The Columbian College of Arts and Sciences is reviving an advisory council to give students a formal way to address academic concerns.
Dean’s advisory councils – forums where select students can advocate for specific issues within their school or community – have been growing in number in the past two years with the creation of advisory councils in the Elliott School of International Affairs and the Division of Student Affairs. Students said adding a council in CCAS will create a more direct relationship with administrators and give students a greater say in the school’s decisions.
University spokesman Jason Shevrin said CCAS is looking for 10 to 15 students to fill the council by Dec. 1. He said council members will serve as advisers to CCAS Associate Dean for Undergraduate Studies Elizabeth Chacko.
“Council members will be encouraged to advocate on behalf of their fellow students on education-related issues as well as help create an environment where all students have access to opportunities to advance their learning experiences,” Shevrin said in an email.
Officials have started several similar councils in recent years as students have pushed for more input in administrator decisions that impact campus life.
The student affairs advisory council was established in 2015 to give a group of students a chance to regularly meet with upper-level administrators in the Division of Student Affairs. At the time, 19 other advisory councils had been established across campus to advise on topics like research and athletics, including one in CCAS.
In March, the Elliott School launched an advisory council to create a line of communication between nine students and administrators within the school, led by Jonathan Walker, the assistant dean for student services.
Student Association Executive Vice President Sydney Nelson, who helped launch the Elliott School’s council during her time as an SA senator, said the groups connect administrators with a “focus group” of students who can provide feedback and offer opinions on academic courses and student organization budget allocations within the school.
Nelson ran a campaign last spring with a focus on expanding the councils, but she said it’s ultimately an administrative decision to create a council.
“It’s really up to the individual schools on whether or not they feel that the council is giving them a benefit, as in providing them with an opportunity to meaningfully participate,” she said.
Nelson said that in the Elliott School’s council students were able to advocate for improved relationships between students and administrators and help allocate $30,000 to student organizations in the school.
“The focus of any University is to really educate students and to prepare them for the next chapter of their life, and if our mission is to serve students, then we need to make sure their voices are being included,” she said.
The CCAS council is the latest in a series of moves putting student advocacy and feedback at the top of University priorities. Following a push from students, officials added student positions on Board of Trustee task forces focusing on the student experience and alumni engagement earlier this year.
University President Thomas LeBlanc said exploring student life on campus and developing a stronger campus community would be a focus of his administration as he enters his first year in the role.
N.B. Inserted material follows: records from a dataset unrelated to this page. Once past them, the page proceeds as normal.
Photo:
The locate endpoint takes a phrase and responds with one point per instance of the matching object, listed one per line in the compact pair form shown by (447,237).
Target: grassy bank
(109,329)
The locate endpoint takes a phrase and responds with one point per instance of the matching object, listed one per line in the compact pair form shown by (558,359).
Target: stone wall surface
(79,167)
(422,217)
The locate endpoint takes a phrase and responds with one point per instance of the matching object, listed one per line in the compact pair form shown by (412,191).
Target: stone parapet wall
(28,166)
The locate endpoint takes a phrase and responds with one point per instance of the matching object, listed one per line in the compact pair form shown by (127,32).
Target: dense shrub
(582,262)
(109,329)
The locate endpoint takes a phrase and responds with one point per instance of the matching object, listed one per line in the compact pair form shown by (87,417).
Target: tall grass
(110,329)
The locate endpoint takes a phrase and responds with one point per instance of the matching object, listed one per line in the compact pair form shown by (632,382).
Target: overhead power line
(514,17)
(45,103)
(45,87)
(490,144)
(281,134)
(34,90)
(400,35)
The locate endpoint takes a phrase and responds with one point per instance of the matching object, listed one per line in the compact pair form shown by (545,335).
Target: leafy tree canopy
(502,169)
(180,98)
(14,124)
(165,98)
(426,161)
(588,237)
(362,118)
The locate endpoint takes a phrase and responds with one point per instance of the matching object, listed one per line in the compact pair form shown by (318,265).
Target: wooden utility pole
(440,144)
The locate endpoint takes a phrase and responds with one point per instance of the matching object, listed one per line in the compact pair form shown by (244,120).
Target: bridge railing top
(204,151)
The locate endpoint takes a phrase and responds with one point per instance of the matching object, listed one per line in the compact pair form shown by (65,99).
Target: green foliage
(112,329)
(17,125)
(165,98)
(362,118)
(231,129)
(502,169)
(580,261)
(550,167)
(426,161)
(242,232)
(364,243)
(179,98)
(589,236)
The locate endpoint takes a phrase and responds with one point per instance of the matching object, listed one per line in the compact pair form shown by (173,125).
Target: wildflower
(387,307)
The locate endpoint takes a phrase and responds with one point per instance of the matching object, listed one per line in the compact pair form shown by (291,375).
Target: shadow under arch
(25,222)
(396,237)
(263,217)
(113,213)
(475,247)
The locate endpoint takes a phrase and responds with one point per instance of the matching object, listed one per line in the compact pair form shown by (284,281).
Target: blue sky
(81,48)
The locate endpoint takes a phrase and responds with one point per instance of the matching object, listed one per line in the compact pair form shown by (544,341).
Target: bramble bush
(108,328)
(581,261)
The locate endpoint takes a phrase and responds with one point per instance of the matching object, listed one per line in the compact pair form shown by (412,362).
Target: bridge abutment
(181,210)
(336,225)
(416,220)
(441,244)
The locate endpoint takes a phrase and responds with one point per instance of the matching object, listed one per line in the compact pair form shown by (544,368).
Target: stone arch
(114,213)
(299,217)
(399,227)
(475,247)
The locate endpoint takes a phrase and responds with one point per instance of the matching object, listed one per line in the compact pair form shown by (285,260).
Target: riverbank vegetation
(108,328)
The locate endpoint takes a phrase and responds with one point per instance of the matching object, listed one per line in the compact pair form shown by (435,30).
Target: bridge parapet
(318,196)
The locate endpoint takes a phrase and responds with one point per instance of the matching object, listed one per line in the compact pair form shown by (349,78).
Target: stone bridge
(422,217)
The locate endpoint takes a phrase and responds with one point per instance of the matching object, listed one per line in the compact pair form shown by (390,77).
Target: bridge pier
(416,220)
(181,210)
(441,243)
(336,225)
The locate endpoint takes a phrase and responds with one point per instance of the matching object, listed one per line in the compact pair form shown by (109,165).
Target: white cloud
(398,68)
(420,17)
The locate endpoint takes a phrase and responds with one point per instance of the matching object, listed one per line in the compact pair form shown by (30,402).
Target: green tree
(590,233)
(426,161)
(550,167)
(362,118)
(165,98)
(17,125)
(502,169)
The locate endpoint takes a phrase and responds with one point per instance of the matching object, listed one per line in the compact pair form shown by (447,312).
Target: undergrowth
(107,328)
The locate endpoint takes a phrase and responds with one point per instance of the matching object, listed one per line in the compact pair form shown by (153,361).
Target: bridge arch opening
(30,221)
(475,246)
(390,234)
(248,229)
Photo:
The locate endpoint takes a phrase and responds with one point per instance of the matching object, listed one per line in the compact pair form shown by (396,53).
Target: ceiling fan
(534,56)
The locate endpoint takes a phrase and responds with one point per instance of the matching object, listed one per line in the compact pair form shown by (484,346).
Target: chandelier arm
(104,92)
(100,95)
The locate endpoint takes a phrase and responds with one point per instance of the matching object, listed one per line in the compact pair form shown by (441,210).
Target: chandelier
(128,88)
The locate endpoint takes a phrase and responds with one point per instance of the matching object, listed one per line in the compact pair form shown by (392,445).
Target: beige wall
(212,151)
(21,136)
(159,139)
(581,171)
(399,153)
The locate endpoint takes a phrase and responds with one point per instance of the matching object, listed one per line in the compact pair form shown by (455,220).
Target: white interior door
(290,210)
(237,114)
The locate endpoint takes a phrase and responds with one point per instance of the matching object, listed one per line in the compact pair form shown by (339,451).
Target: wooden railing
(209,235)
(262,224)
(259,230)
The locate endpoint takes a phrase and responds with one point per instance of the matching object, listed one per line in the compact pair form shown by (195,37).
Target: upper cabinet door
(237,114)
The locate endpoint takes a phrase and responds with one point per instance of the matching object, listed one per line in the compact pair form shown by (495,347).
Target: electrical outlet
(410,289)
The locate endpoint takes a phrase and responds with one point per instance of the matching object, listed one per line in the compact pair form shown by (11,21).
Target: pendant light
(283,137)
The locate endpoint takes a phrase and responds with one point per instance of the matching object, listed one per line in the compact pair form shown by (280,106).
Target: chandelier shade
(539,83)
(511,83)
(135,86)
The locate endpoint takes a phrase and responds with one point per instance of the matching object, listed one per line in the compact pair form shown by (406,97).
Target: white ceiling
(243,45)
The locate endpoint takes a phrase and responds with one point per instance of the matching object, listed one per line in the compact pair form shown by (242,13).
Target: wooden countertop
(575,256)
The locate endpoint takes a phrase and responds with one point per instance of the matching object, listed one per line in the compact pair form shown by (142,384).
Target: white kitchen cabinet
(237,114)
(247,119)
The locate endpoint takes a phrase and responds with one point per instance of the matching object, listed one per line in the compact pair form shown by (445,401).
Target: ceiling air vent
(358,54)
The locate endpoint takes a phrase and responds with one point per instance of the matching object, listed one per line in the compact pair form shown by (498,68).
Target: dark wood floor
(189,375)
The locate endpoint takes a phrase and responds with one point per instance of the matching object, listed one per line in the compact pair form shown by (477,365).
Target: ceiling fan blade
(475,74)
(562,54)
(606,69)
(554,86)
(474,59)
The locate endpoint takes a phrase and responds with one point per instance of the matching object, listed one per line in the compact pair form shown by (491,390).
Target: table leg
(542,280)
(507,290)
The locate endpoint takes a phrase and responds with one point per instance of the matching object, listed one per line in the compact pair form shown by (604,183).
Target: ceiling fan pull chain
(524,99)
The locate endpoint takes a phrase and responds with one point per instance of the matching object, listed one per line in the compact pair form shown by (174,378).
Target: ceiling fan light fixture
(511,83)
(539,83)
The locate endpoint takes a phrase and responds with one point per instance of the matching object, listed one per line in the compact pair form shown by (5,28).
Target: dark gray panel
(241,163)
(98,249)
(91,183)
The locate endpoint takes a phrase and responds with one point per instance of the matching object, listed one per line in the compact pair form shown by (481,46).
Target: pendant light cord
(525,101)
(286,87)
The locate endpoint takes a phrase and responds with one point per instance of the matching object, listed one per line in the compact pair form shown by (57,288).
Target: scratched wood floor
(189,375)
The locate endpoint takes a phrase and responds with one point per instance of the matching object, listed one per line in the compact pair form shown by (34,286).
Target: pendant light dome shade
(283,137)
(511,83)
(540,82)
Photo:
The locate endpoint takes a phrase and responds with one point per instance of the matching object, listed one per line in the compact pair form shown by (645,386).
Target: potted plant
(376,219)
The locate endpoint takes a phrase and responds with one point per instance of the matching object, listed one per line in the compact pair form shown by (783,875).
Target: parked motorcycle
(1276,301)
Jesus Montes, who joined the Elliott council in August as a senior representative, said the advisory councils ensure that student voices are heard. He said the council has nine students, two from each undergraduate grade and Nelson, who serves as secretary.
Since the council was launched last academic year, he said students have given feedback on topics like the Intro to International Affairs freshman course and discussed creating a first-year seminar, like the dean’s seminars in CCAS, or a retreat for Elliott School freshmen.
Montes added that it would be useful for different schools’ dean’s councils to share what each group is discussing and what changes they had tried to implement in order to better develop advocacy strategies within their own councils.
“I hope that council members are able to reach students within their class and convey the diverse set of perspectives each underclass grade is able to provide,” he said in an email. “In doing so, the council will be a legitimate source from which the administration can hear how the ESIA undergraduates feel about specific administration initiatives.”